Today, a surgeon may perform a total pancreatectomy for a cancer not in the head
of the pancreas These patients often have diabetes, and the cause is insulin resistance. This now appears to be due to
massive production of amylin (IAPP; NEJM 330: 313, 1994; Gastroenterology 114:
130, 1998); probably the amylin is produced by the islets
in response to one or more factors produced
by the tumor itself (J. Clin. Endo. Metab. 85: 1232, 2000). This probably
explains the well-known "link" between pancreatic cancer and diabetes, and it now appears that only
new-onset (i.e., less than three years) diabetes is a "risk factor" (NEJM 331: 81, 1994).

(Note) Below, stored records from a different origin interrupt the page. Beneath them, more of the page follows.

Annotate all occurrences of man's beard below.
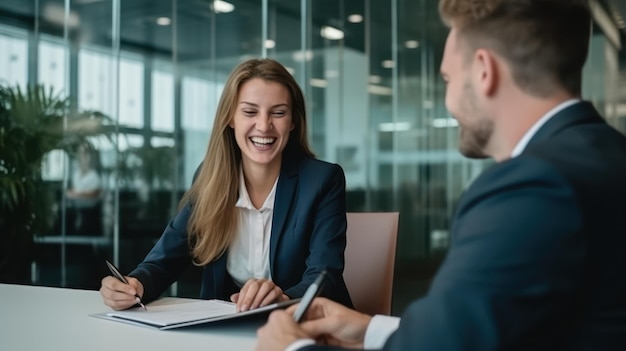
[459,82,494,158]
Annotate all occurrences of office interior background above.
[0,0,626,313]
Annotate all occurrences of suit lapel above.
[526,101,603,149]
[270,153,299,275]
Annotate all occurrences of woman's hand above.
[230,279,289,312]
[100,276,143,311]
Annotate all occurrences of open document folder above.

* A recent British euthanasia case involved intractable pain from cancer of the pancreas: Lancet 335:
719, 1990 ("not guilty"; in my opinion this is a triumph of humanity and common sense; you may
disagree).
Adenocarcinoma of the pancreas typically metastasizes to lymphatics, and blood-borne metastases to the liver are typically massive.
"Pancreatic adenocarcinoma, among the most lethal human malignancies, is resistant to current chemotherapies." Gastroent. 139: 598, 2010.

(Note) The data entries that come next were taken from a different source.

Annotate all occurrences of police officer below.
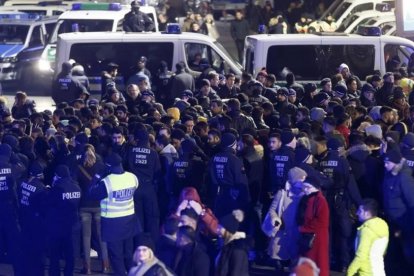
[269,130,296,194]
[0,144,24,275]
[46,165,81,276]
[168,139,205,206]
[127,125,162,241]
[52,62,86,104]
[401,132,414,175]
[209,133,250,217]
[319,137,353,270]
[89,153,138,276]
[20,162,47,276]
[123,0,154,32]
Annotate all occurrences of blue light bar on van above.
[0,13,41,20]
[356,25,381,36]
[166,23,181,34]
[72,3,122,11]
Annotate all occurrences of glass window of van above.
[185,42,224,72]
[266,45,375,80]
[0,24,29,44]
[384,44,414,72]
[69,42,174,80]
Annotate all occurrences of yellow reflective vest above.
[101,172,138,218]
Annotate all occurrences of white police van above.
[0,1,70,16]
[320,0,395,26]
[244,26,414,81]
[39,2,159,75]
[0,12,57,87]
[55,25,242,92]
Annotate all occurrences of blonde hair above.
[83,144,96,168]
[132,246,155,265]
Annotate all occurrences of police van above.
[320,0,395,26]
[39,2,159,74]
[244,26,414,81]
[0,1,70,16]
[55,28,242,92]
[0,12,57,87]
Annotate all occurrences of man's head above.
[357,198,378,222]
[131,0,141,13]
[268,133,282,151]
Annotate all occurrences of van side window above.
[185,43,224,72]
[266,45,375,80]
[29,25,44,47]
[384,44,414,72]
[69,42,174,79]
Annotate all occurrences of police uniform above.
[127,129,162,241]
[123,1,154,32]
[52,62,85,104]
[0,144,24,275]
[89,153,138,276]
[269,131,295,193]
[319,137,353,268]
[46,165,81,276]
[209,133,250,217]
[19,162,47,276]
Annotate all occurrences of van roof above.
[247,34,414,45]
[59,32,220,43]
[59,5,155,20]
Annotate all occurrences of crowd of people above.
[0,47,414,275]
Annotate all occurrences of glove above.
[190,200,203,215]
[175,199,188,217]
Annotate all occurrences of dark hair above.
[361,198,378,217]
[163,216,179,235]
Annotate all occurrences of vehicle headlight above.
[38,59,52,71]
[0,56,17,63]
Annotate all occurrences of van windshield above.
[0,24,29,44]
[332,2,351,20]
[50,19,114,44]
[266,45,375,80]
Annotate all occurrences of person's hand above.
[175,199,188,217]
[189,200,203,215]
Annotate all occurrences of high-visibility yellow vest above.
[101,172,138,218]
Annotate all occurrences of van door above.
[381,42,414,74]
[184,41,241,77]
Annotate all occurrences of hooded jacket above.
[347,217,389,276]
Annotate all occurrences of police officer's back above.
[123,0,154,32]
[46,165,81,275]
[209,133,249,217]
[0,144,23,275]
[52,62,86,104]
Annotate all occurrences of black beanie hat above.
[221,132,237,147]
[326,137,344,150]
[0,144,12,158]
[29,162,43,177]
[384,146,402,164]
[280,130,295,145]
[295,146,311,164]
[137,233,155,253]
[219,210,244,234]
[56,165,70,178]
[105,153,122,167]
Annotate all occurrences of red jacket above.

* INTRADUCTAL PAPILLARY MUCINOUS NEOPLASM is a low-grade pancreatic cancer notorious for being multifocal (Am. J. Surg. 198: 709, 2009). This creates a nightmare for the surgeon attempting to save some of the pancreas, while the pathologist performs numerous intra-operative frozen sections (Cancer 107: 2567, 2006; Ann. Surg. 242: 774, 2005; Cancer 107: 2567, 2006). Prognosis based on histopathology: Ann. Surg. 246: 644, 2007; Gut 60: 509 & 1712, 2011; and lymph node status (Ann. Surg. 251: 477, 2010). Fine-needle diagnosis: Am. J. Clin. Path. 129: 67, 2008. Only one in ten has an invasive lesion; surgeons examine the gland meticulously, monitor glucose tolerance (if it worsens, it may warn of an invasive cancer... remember why), and monitor serum CA 19-9 (Ann. Surg. 251: 70, 2010.
* MUCINOUS CYSTIC NEOPLASM OF THE PANCREAS is an uncommon entity almost involving the tail of a woman's pancreas. After much study and worry, there's a large series and they seem benign (Ann. Surg. 247: 571, 2008). Making the distinction from intraductal papillary mucinous neoplasm isn't always easy (Arch. Path. Lab. Med. 135: 264, 2011; cytopathology for distinguishing various mucinous cystic lesions Ann. Surg. 254: 977, 2011.

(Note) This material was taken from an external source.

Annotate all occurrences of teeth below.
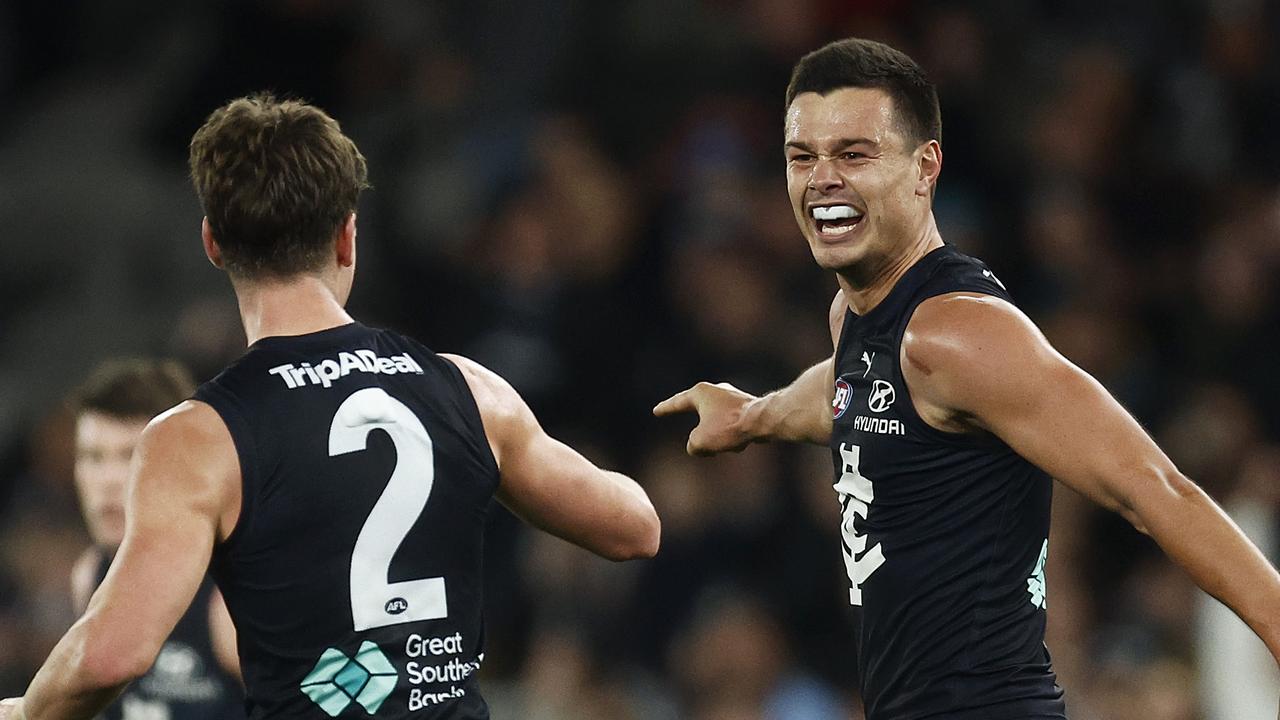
[813,205,863,220]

* ACINAR CARCINOMA OF THE PANCREAS makes up about 1% of pancreatic caners. Most often it affects young adults. It presents stippled cells that stain for trypsin, amylase, lipase, and chymotrypsin, and often elaborates lipase into the blood (which may produce subcutaneous fat necrosis) and/or elaborate proteases into the blood, causing arthritis (a "zebra" to remember). Molecular genetics: Am. J. Path. 160: 953, 2002. A very large series confirms that it is a relatively indolent disease, and much more likely to be cured than common pancreatic adenocarcinoma (Surgery 144: 141, 2008).
* PANCREATOBLASTOMA is a tumor, usually seen in children, resembling embryonic pancreas. There are often morules of squamous cells recalling squamous pearls or meningothelium; however the tumor stains for exocrine and endocrine pancreatic markers (J. Clin. Path. 49: 952, 1996). This cancer is aggressive.